The judge who sentenced Far North paedophile James Parker says he stole the innocence of the boys he abused and has done incalculable harm to his community.
Parker, who was deputy principal at Pamapuria School, was sentenced to preventive detention, with a minimum of seven years in prison and lifelong parole, on Thursday.
Parker, 38, previously admitted 74 charges ranging from indecency to sexual violations of 20 boys from 1999 to 2012.
He will not be released from prison until he is deemed safe to be in the community.
During sentencing in the High Court in Whangarei, Justice Heath said when victim impact statements were read out he'd hoped Parker would gain insight into the harm he had done.

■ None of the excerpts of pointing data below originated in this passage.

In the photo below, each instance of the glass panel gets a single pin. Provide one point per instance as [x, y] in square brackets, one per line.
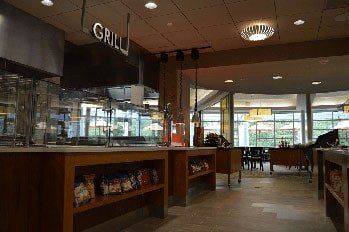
[322, 116]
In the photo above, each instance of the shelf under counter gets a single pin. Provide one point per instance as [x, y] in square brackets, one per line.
[198, 174]
[100, 201]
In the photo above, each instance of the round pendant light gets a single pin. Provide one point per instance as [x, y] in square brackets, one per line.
[257, 32]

"You may or may not have got that greater insight. However, I could not help to notice that when you were listening to the statements you did not even have the courtesy to look the victims in the eye. You simply sat there holding your head in your hands and not looking towards them."
Justice Heath said Parker's actions had damaged the trust not only of his pupils and their families but potentially the trust all parents placed in teachers.
He said he was sentencing Parker to preventive detention because he was not satisfied the community could otherwise be protected, on his eventual release.
One of Parker's victims wept in court but looked directly at him as he read his impact statement, calling him a "sicko" and describing how he'd grown to hate his family because they believed Parker over him.
Crown prosecutor Mike Smith described the damage Parker had done as incalculable.
He said even preventive detention would not repair the damage that had been done.
Parker's lawyer asked for a finite sentence, saying it would give his client a better chance of earlier treatment for his sexual deviance.
Alex Witten-Hannah said his client accepted the shame and guilt was his alone. But he said Parker deserved some mercy.
He said Parker did not use brutality or force.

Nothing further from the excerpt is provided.